Is Your Android Infected With Gooligan?

What the heck is Gooligan?

Googlian is a recently uncovered type of malware that stole the credentials to gain full access to users’ Google accounts after they installed a dodgy app on their Android phone. Currently there are more than 1 million Google accounts that have been breached.

This issue was uncovered by CheckPoint, who have written a really excellent blog about it:

 

How do you know if your Google account is breached?

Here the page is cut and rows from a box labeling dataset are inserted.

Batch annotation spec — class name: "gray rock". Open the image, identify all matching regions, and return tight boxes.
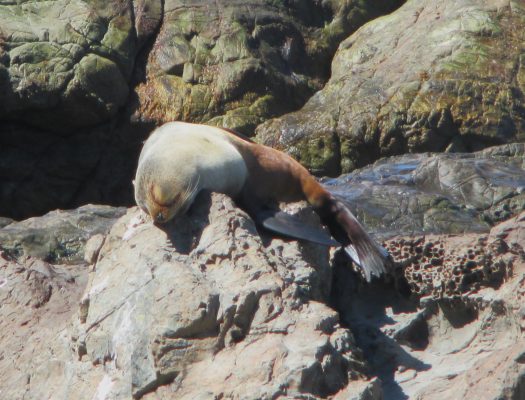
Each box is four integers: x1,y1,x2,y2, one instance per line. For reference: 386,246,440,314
333,213,525,400
257,0,525,176
0,205,125,264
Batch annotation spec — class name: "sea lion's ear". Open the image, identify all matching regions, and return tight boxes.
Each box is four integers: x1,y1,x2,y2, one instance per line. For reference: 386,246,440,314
252,209,340,246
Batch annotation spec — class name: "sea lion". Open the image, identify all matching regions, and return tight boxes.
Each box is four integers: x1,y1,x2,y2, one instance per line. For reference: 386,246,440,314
134,122,390,281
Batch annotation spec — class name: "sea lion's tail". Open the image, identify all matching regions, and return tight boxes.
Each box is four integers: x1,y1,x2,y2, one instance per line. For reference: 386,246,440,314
317,194,392,282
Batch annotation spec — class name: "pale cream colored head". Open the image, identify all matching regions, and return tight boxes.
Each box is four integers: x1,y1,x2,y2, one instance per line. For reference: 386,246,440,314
134,158,200,224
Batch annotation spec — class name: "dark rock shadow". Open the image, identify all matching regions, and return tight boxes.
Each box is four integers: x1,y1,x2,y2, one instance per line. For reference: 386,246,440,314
330,254,431,400
157,190,211,255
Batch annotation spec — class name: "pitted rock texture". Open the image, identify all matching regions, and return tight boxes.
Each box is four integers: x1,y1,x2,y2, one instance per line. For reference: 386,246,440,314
386,235,525,298
0,195,525,400
332,212,525,400
132,0,402,135
257,0,525,176
0,0,161,135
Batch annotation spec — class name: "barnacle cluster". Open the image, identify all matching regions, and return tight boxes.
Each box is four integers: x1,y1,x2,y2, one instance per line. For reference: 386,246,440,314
385,236,523,298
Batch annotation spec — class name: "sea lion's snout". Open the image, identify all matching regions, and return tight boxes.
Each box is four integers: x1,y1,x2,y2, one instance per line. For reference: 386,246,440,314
153,211,168,224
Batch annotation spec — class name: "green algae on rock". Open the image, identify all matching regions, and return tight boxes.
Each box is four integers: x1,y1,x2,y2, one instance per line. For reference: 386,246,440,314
257,0,525,176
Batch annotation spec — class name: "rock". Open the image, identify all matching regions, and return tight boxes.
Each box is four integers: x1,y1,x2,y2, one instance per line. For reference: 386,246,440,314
0,193,525,400
0,254,90,399
0,205,125,264
257,0,525,176
324,143,525,238
0,194,381,399
0,0,401,219
75,195,366,399
332,212,525,399
131,0,401,135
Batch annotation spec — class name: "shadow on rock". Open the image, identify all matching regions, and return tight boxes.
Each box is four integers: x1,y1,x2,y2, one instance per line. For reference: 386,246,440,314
331,255,431,400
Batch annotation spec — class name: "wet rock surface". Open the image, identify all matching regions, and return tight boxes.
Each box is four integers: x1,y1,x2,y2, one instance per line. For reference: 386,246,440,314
324,143,525,238
257,0,525,176
0,0,401,219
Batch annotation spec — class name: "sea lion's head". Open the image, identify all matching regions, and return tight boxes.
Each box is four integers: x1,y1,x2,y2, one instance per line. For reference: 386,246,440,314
134,157,199,224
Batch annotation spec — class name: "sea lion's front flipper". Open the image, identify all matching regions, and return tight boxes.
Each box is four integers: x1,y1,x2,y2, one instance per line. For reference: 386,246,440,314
254,209,340,246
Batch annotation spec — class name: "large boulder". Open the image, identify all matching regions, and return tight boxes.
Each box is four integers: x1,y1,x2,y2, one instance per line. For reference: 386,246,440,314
257,0,525,175
0,195,525,400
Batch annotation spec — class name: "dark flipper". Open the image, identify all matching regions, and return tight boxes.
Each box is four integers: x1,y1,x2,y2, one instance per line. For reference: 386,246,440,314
253,209,340,246
318,197,392,282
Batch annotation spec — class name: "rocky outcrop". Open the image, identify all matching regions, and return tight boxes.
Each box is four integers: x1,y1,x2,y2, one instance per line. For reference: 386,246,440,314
0,205,125,265
324,143,525,238
0,195,380,399
132,0,402,135
0,194,525,400
257,0,525,175
0,0,161,135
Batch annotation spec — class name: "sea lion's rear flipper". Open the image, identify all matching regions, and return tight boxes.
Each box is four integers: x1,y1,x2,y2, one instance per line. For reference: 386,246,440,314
322,197,392,282
254,209,340,246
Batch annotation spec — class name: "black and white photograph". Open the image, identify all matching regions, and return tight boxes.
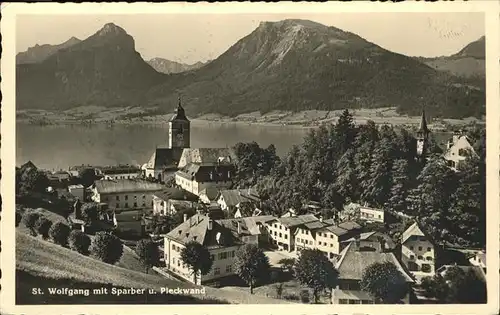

You can check if your account is compromised by accessing the following web site:  https://gooligan.checkpoint.com/.

 

I’ve been breached!! What do I do?!

If your account has been breached, the following steps are required:

1. A clean installation of an operating system on your mobile device is required (a process called “flashing”). As this is a complex process, we recommend powering off your device and approaching a certified technician, or your mobile service provider, to request that your device be “re-flashed.”
2. Change your Google account passwords immediately after this process.

 

How can I prevent Gooligan?

You get infected with Gooligan by downloading a dodgy app from places other than the Google’s App Store. Only Android version 4 and 5 are vulnerable, but if you’re unsure of your version you should check if your account is compromised anyway.

We also recommend retiring old Android devices as they’re often vulnerable to nasty bits of malware. We recommend using Google Nexus or Google Pixel devices as Google quickly updates them with the latest security updates & software.